Maurice remembers it differently: "Afterwards, CBS offered Steve a big deal to stay on the label as a solo artist - I think they gave him ten grand. That's why he stayed on CBS. Steve was getting fidgety. It was always him and us - well, Steve was a bit out there and some of the excesses were setting in. It was weird. We were all getting fed up with it and there was a bit of bad blood.

"The problem was, we started as a credible band and then became this sort of joke - with the stigma of not playing on the singles. Things were changing, too. We played with the Episode Six, a pop harmony band like the Beach Boys, and suddenly they were Deep Purple (laughs) and we wanted that same credibility. Steve did as well. Singers always get affected more. I can hide behind a drum kit but the vocalist is, like, naked out front and takes everything personally - good or bad - because they're the front person.

"We had a big meeting in my father's warehouse one day. Steve said, I'm going, I'm fed up with all this. And none of us were really upset. We breathed a sigh of relief, although we knew it was pretty disastrous. So Steve left, with our manager John Cokell. And we were still only on £35 a week - when the average wage was about £25."

In Steve's absence, the Love Affair struggled to maintain their profile. "We got Gus [Auguste] Eadon in from the Elastic Band", says Bacon, "a really good frontman". Eadon structured his stage act in the style of Ian Anderson, frontman with rising stars Jethro Tull, which helped cultivate a more serious image. "My father carried on co-managing with Ken Street, ex-guitarist with Emile Ford & the Checkmates. We then changed our name to L.A. for our second album, 'New Day By L.A.'."

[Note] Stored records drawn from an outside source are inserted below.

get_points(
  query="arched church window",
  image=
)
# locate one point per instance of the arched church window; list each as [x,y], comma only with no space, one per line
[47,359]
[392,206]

Their first public appearance was a slightly disdainful performance on Top Of The Pops, miming to their lengthy (4.08) new single, "Speak Of Peace, Sing Of Joy". "But that didn't work", admits Maurice, "so we reverted back to Love Affair again!". Less than a year after Steve's departure, CBS dropped the band, prompting a move to Parlophone for two scarce 45s in 1971.

Maurice Bacon: "Eventually, Morgan Fisher and I left to form a new band, Morgan, with Tim Staffell, the singer before Freddie Mercury in Queen [or Smile, as they were then called], and Bob Sapsead, the bass player from another band my father managed, Springfield Park." In 1973, Morgan issued a rare prog rock album, "Nova Solis", on RCA. Maurice laughs: "We did the total opposite of pop - it was so obscure! We were into 13/6 rhythms, the whole hog. Another album which RCA didn't release, 'Brown Out', was eventually the first album on Cherry Red."

Fisher then joined Mott The Hoople (and also played with the Third Ear Band) before creating some of Cherry Red's most bizarre music as a solo artist in the early '80s. In 1983, he was employed by Queen as an auxiliary musician on a world tour - and he now lives in Japan. Bacon, meanwhile, formed Ultimate Records and worked closely with that loveable new wave nerd, John Otway, who wrote Morgan Fisher's "Geneve" single. Mick Jackson, meanwhile, made a very good living teaching budding car salesmen.

Without Morgan and Maurice, the Love Affair foundered into obscurity, issuing a one-off single on Pye in 1973 before reuniting with Philip Goodhand-Tait for "Private Lives", a lone release on Creole in 1977. However, neither these releases, nor subsequent touring bands, featured a single original member of the Love Affair.